Rei Hino bedeutet „Geist des Feuers“ und tatsächlich ist Sailor Mars‘ bevorzugte Waffe das Feuer. Mit Mars ist gleichzeitig der Planet und der Gott des Krieges gemeint, der ebenfalls ein feuriges Temperament hat. Sailor Merkur repräsentiert gleichzeitig den Planeten und ist die Verkörperung des Gottes Poseidon (lat. Neptun), denn der Planet Merkur wird im Japanischen mit dem Wasser in Verbindung gebracht. Ihr Name bedeutet „Schönheit des Wassers“. Sailor Jupiters Name lautet übersetzt „Aufrichtigkeit der Bäume“. Schaut man sich Makoto an, so ist sie groß wie ein Baum, stark wie ein Baum, hat grüne Augen (Farbe der Blätter) und braune Haare (Farbe des Stammes und der Erde). Auffallender Charakterzug: Aufrichtigkeit. Sie repräsentiert den Planeten Jupiter – der größte im Sonnensystem – und den Gott Jupiter. Ihre Waffen sind – wie bei Gott Jupiter – die Blitze. Sie ist bodenständig: Kochen, Gärtnern, Haushalt und Kampfsport sind ihre Leidenschaften. Sailor Venus‘ bürgerlicher Name bedeutet „Schönes Kind der Liebe“. Sie repräsentiert den Planeten Venus und die Göttin Venus. Artemis ist in der Mythologie u.a. die Göttin des Waldes, aber auch des Mondes. Der Name „Luna“ spricht für sich. Die beiden Raben Phobos und Daimos begleiten Rei: Sie sind die Begleiter des Planeten Mars, aber auch die Begleiter des Kriegsgottes Mars. Phobos ist griechisch und bedeutet „Furcht“, Daimos „Schrecken“, beides Begleiter in einem Kriegsfall. Nimmt man noch die mythologische Bedeutung der Raben in der germanischen Mythologie dazu, ergibt sich folgendes Bild: Der germanische Gott Odin/Wotan, Gott der Weisheit und der Schlachten, kann sich in einen Raben verwandeln und wird von den Raben Munin und Kunin begleitet, die als Beobachter für ihn fungieren. Die Raben galten den Germanen als Göttervögel. Der Flug und das Verhalten dieser Vögel galt im Vorfeld einer Schlacht als Omen für den Ausgang der Auseinandersetzungen – auch im antiken Griechenland.
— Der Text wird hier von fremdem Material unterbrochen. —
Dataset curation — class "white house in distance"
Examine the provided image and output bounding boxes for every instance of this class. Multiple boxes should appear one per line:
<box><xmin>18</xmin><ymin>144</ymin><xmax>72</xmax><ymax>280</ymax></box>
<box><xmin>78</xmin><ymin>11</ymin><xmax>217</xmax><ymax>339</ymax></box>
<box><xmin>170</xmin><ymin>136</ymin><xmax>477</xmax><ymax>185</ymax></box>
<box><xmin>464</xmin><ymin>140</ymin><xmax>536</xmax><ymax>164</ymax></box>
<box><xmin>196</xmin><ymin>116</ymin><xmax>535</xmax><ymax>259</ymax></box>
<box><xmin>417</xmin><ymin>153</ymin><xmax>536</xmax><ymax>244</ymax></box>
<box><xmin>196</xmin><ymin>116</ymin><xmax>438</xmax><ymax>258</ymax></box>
Kein Wunder also, wenn man als erstes im Anime „Crystal“ die Milchstraße bzw. das Sonnensystem sieht, das in die bruchstückhaften Erinnerungen der Zeit auf dem Mond übergeht, bevor die eigentliche Geschichte beginnt. Damit wären wir auch schon beim nächsten Aspekt, den Takeuchi in ihr Werk einwebt: die Reinkarnation, s. https://de.wikipedia.org/wiki/Reinkarnation. Diese findet sich nicht nur in den östlichen Religionen, sondern sogar in den monotheistischen (dem Judentum, dem Islam und dem Christentum), dort in den mystischen Strömungen, wobei sie anscheinend einen Teil des Urchristentums verkörperte, aber im Christentum einer gnadenlosen Verfolgung ausgesetzt war. Sie kommt auch in esoterischen Kreisen vor, und es gibt seit ein paar Jahrzehnten den Ansatz, die Reinkarnation aufgrund von spontanen Erinnerungen von Kindern an ein früheres Leben wissenschaftlich zu belegen, hier v.a. zu nennen den Psychiater Ian Stevenson und seinen Nachfolger Jim B. Tucker. Die Art und Weise, wie die Erinnerungen an ein früheres Leben bei „Sailor Moon“ auftauchen – spontan, bruchstückhaft – ähneln solchen Erinnerungen von Kindern. Auch dass sich Tuxedo Mask für Sailor Moon sofort vertraut anfühlt, ist ein Muster aus der Reinkarnationstheorie, ebenso wie die wiederkehrenden Träume, die Erinnerungsfetzen des/der früheren Leben sind. Makotos Vorliebe für Rosen lässt sich in gleich mehrere Richtungen interpretieren: Die Rose gilt als Symbol der Liebe (die Kriegerinnen stehen u.a. für Liebe), Makoto hat einen großen Bezug zur Natur – und die Rose kann auch als Symbol für das Aufblühen der Seele gesehen werden. In der Reinkarnationstheorie muss sich die Seele gegen das menschliche Ego in den verschiedenen Leben durchsetzen, um ihren Seelenplan zu verwirklichen und sich entfalten zu können. Die Parallele zur Serie ist somit gegeben, denn auch die Kriegerinnen müssen sich an sich selbst erinnern, um ihre Aufgaben vollständig erfüllen zu können. Auffällig auch, dass die Kriegerinnen meist männliche und weibliche Aspekte in sich verbinden, was an das chinesische Yin-Yang-Prinzip erinnert. Yin, die weibliche Seite, wird übrigens mit dem Mond und der Dunkelheit assoziiert. Auf diese Weise werden die weiblichen Charaktere nicht eindimensional dargestellt, sondern entwickeln sich zu je eigenen Persönlichkeiten, die Leserinnen und Zuschauerinnen Identifikationspotential bieten.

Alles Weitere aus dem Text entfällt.